Par Robert Ireland, chef de l’Unité Recherche de l’OMD

Le réchauffement de la planète suit une trajectoire délétère. La déforestation, de même que la pollution au dioxyde de carbone, font augmenter de manière constante les taux de concentration en CO2 atmosphérique, avec pour conséquences une hausse des températures moyennes mondiales et une multiplication des phénomènes météorologiques extrêmes. Le présent article passe en revue les dernières données en matière de réchauffement climatique, les politiques d’atténuation ainsi que les deux principales méthodes de quantification des émissions de carbone : axée production et axée consommation. Y sont plus particulièrement présentées les synergies qui existent entre la comptabilisation axée consommation et le commerce international.
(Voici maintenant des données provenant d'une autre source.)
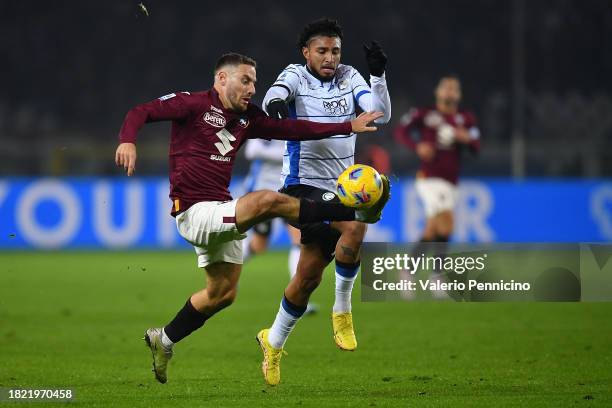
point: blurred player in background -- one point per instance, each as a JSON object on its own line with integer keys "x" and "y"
{"x": 439, "y": 135}
{"x": 327, "y": 91}
{"x": 266, "y": 158}
{"x": 208, "y": 128}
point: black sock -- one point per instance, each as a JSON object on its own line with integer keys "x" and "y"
{"x": 316, "y": 211}
{"x": 187, "y": 320}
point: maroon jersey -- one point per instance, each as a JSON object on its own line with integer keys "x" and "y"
{"x": 206, "y": 137}
{"x": 428, "y": 125}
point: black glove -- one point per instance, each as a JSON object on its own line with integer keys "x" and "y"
{"x": 277, "y": 109}
{"x": 376, "y": 58}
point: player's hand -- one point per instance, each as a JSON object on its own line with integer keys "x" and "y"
{"x": 360, "y": 123}
{"x": 462, "y": 135}
{"x": 376, "y": 58}
{"x": 277, "y": 109}
{"x": 126, "y": 156}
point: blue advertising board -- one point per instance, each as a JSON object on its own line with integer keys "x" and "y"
{"x": 51, "y": 213}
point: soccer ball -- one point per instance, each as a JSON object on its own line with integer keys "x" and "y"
{"x": 359, "y": 186}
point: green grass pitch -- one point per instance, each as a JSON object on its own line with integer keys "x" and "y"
{"x": 76, "y": 319}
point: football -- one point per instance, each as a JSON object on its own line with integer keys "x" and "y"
{"x": 359, "y": 186}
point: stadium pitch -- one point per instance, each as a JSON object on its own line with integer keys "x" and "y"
{"x": 76, "y": 320}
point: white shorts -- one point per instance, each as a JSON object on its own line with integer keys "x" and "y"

Accumulation de CO2 dans l’atmosphère

Le Dr Charles Keeling, de l’Institut océanographique Scripps basé à Hawaï, a commencé à mesurer la concentration en CO2 atmosphérique en 1958. Le 12 septembre 2016, la concentration de CO2 dans le ciel au-dessus d’Hawaï était de 401,74 parties par million (ppm) ; le graphique ci-dessous, produit par Scripps, reflète la hausse de la concentration annuelle moyenne de CO2 atmosphérique entre 1958 et 2016. Les taux de CO2 atmosphérique ont augmenté de 43 % par rapport au taux observé dans les années 1880 (environ 280 ppm, taux calculé sur base de l’analyse des isotopes du carbone). La dernière fois que la concentration en carbone atmosphérique a dépassé les 400 ppm, c’était il y a deux millions d’années au moins – avant l’apparition de l’être humain !

Réchauffement climatique

L’Administration américaine de l’aéronautique et de l’espace (NASA) a récemment annoncé que, début 2016, les températures mondiales moyennes avaient dépassé les valeurs préindustrielles d’environ 1,3 degré Celsius. Comme le montrent les tableaux 1 et 2, neuf des dix années les plus chaudes depuis 1880 au moins ont été recensées au 21e siècle. 2015 est actuellement l’année la plus chaude jamais enregistrée, et ce record devrait être battu en 2016.

 

Événements météorologiques extrêmes

Si les modèles scientifiques prédisent une multiplication des phénomènes météorologiques extrêmes, des études évaluées par des pairs indiquent que cette évolution est déjà une réalité et qu’elle va en s’intensifiant. Dans son rapport de 2014, le Groupe d’experts intergouvernemental sur l’évolution du climat (GIEC) résume les choses comme suit : « Des changements ont été constatés depuis 1950 environ en ce qui concerne bon nombre de phénomènes météorologiques et climatiques extrêmes. Certains de ces changements ont été attribués aux activités humaines, notamment la diminution des extrêmes de froid, l’augmentation des extrêmes de chaleur, la hausse des niveaux extrêmes de pleine mer et la multiplication des épisodes de fortes précipitations dans diverses régions. »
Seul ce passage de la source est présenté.